If the pursuit of perfection in your career is holding you back, it’s time to shift gears and chose bravery instead, says Reshma Saujani, CEO and founder of Girls Who Code and the author of “Brave, Not Perfect.”
Saujani says women suffer the consequences of striving for perfection because it starts from a young age and follows them into their careers.
“I think that we raise our girls to be perfect and we raise our boys to be brave,” she says. “And this is why women will apply for a job if they meet only 100% of qualifications, and men just 60%.”
Saujani says men are taught to embrace failure and try again, where as women fear failure and give up on their ideas.
“Women pursuing perfection are missing opportunities because they think they’re hard work or may not work out and then they let their great ideas die on the vine,” she says. “Men have so much belief in themselves and they have enjoyment in the process of failure,” she says.
And the pursuit of perfection is not making women happy, she says.
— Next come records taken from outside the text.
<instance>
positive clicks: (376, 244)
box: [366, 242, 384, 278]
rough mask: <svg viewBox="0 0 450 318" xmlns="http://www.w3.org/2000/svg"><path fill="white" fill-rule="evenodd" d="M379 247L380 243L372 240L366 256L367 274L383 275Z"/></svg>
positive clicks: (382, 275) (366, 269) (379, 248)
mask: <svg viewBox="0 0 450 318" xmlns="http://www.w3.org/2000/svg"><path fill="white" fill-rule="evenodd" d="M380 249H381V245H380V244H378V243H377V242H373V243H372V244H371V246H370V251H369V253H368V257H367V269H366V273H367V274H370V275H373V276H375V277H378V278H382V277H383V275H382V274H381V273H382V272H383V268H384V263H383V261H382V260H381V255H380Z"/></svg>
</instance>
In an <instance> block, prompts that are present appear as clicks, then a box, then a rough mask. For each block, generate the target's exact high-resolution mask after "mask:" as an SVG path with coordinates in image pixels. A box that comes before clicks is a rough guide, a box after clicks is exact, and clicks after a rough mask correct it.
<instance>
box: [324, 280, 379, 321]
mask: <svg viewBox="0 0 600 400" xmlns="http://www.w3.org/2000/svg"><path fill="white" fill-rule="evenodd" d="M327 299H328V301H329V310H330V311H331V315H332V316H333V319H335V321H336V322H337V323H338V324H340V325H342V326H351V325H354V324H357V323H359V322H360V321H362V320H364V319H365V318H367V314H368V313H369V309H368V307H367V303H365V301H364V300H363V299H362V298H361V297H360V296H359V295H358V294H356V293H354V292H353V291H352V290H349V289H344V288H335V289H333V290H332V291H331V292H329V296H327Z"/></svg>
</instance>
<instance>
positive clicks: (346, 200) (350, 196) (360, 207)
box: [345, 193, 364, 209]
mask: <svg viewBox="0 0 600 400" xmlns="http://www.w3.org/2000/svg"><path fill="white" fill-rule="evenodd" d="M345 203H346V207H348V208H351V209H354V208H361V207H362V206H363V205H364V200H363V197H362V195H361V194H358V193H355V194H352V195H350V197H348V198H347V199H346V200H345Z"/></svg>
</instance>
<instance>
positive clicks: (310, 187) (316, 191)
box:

For Saujani, her wake-up call came after years of striving for perfection and feeling like she was constantly coming up short.
“I thought that I would be perfect if I went to all the right schools and worked at all the right places and then I would be happy,” she says. “I woke up at age 33 literally on my floor because I was working in a job in finance that I absolutely hated and I knew what was going to make me happy and I wasn't living that life.”
Saujani decided to focus on being brave instead, something that has helped her achieve her goals and grow a successful business, Girls Who Code. She started the nonprofit after quitting her job and losing a bid for public office. While those failures hurt, they didn’t hold her back, she says.
“When I lost my race for Congress I felt like, ‘Wow I didn't die,’ and then I did another thing and another thing and another thing that was scary,” she says. “You're going to fall on and off the wagon, but you have to go back to it.”
Saujani says women need to practice imperfection in order to get more comfortable with it. For example, she recommends sending out an email with a typo on it on purpose, to see that the reaction will not be as bad as you might fear.
She also says women should do something they’re not good at and surround themselves with rejection and failure.
“I don't know a woman out there who does something that she sucks at—we do the things we're good at even if we don’t like them,” she says. “I surround myself with rejection because it stops making it less personal for me and helps me actually build my resilience.”